For three and a half decades, the pattern has repeated without fail. The settings change, the faces of self-proclaimed saviors rotate through generations, yet the blood spilled daily maintains a consistent hue: the color of failure. Rather than resolving intercommunal clashes, authorities stage them. The roar of presidential convoys kicking up dust that blankets villages and blinds victims takes precedence over the calm resolve of an impartial judiciary. This is the anatomy of a deliberately engineered collapse.

Theatrics of displacement, tragedy of reality

When disputes erupt over water sources or grazing lands, the state’s response follows a scripted choreography. High-level delegations arrive, mediations unfold with great fanfare, and paternalistic speeches fill the air. Yet once the dust from the 4x4s settles, nothing remains. That is the crux of the issue. These performances come at a steep cost. The budget for a single presidential tour or a flashy peace mission could fund thousands of modern wells, turning scarce resources into shared assets. But building lasting infrastructure undermines the very rationale for perpetual intervention. By starving institutions of resources, authorities ensure the survival of the savior narrative.

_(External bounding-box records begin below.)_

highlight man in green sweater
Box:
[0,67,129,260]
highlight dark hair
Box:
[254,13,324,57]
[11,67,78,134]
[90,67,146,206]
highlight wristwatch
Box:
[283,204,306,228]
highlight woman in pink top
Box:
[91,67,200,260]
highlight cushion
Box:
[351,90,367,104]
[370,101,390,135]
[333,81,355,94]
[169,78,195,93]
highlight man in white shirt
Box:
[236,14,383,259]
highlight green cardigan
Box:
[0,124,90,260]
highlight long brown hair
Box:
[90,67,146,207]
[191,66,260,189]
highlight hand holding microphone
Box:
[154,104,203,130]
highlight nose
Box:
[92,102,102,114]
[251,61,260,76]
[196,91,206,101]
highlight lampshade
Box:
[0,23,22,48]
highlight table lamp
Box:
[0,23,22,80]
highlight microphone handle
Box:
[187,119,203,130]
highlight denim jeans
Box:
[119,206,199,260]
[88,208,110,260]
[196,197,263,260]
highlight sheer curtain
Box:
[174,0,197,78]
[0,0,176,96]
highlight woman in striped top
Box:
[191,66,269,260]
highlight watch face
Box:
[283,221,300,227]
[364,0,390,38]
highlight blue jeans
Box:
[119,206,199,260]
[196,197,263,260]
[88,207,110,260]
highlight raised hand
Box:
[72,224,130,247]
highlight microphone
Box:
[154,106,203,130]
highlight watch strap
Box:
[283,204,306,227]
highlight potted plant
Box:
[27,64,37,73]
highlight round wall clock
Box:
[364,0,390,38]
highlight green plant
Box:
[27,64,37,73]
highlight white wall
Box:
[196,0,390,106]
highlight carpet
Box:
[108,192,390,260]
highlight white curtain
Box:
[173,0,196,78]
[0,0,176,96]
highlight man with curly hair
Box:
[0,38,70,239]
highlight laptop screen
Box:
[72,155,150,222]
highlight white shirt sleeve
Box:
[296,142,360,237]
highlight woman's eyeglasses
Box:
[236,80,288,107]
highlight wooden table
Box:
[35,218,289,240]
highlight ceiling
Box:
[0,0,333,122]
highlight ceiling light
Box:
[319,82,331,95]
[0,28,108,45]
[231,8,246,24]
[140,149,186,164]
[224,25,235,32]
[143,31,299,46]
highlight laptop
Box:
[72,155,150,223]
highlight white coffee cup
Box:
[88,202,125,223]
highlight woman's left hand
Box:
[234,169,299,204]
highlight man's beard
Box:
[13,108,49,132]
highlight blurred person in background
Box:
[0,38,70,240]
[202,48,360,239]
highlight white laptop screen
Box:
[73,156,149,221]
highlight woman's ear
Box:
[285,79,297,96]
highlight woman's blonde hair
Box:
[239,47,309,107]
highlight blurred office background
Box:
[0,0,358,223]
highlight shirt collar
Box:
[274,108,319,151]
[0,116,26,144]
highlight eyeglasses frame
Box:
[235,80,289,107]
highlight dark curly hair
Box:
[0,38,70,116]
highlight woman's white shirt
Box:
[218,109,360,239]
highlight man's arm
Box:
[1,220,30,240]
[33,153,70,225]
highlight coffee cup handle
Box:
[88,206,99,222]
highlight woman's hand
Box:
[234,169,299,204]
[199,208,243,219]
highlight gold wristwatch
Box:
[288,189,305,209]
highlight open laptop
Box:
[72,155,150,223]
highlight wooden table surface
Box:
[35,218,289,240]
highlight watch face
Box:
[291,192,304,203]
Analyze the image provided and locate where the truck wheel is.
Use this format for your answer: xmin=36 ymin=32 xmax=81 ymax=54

Shattered institutions, a judiciary in shackles

Elsewhere, leaders remain in their capitals not out of disdain for local strife, but because their nations function. In Tchad, however, politics has systematically emasculated justice. An empowered judiciary poses a direct threat to those who govern through arbitrariness. By denying courts the autonomy to adjudicate fairly, the state forces citizens to take matters into their own hands. Dying for access to a well in the 21st century is neither divine punishment nor an ancestral curse; it is the inevitable outcome of an institutional void deliberately left unfilled. The political class has failed entirely, opting to manage crises rather than forge a prosperous and united nation.